Because it is assumed the independence when generating each word, the probability of the document is the product of the probability \(\theta _i\) of each word. Since some word might have repeated occurrences, the likelihood function is a product over all the unique words in the vocabulary. A counter function \(\text {c}(w,d)\) denotes the count of each word in document. So, the likelihood function is the probability of generating the whole document, given the model \({\scriptstyle p(d|\theta ) = \prod _{i = 1}^{M} \theta _i^{\text {c}(w,d)}}\).

By maximizing the likelihood function \(p(d|\theta )\), subjected to the constraint \({\scriptstyle \sum _{i=1}^{M} \theta _i=1}\), the \(\hat{\theta }_{i}\)’s for each word are found through the expression: \({\scriptstyle (\hat{\theta }_{1},\dots ,\hat{\theta }_{M}) = \mathop {\text {arg max}}\nolimits _{\theta _1, \dots , \theta _M} p(d|\theta ).}\)

The analytical solution for the optimization problem is the normalized count of the words by the sum of all the counts of words in the document given by \({\scriptstyle \hat{\theta }_{i} = \frac{\text {c}(w_i,d)}{|d|}}\).

3 Conclusions

Text mining, as an interdisciplinary field, benefits from contribution of several correlated disciplines. Text Mining allows the identification of patterns in large sets of data, by uncovering previously unknown, useful knowledge for decision making.

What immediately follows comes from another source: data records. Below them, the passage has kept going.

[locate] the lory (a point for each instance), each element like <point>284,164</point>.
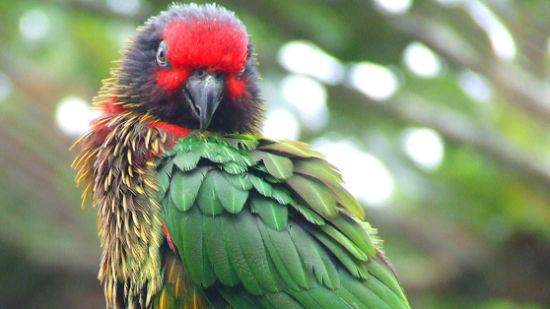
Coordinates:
<point>196,209</point>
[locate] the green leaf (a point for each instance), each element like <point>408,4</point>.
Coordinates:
<point>277,166</point>
<point>271,212</point>
<point>315,194</point>
<point>208,199</point>
<point>185,186</point>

This work is concerned with overview of techniques for discovering the main topics in text documents. The surveyed techniques included a (1) simplistic approach, with a topic as a simple term, (2) a model where each topic is a word distribution with known probabilities, for all the words in the vocabulary, and (3) a model for mining a single topic from a document using the Unigram Language Model.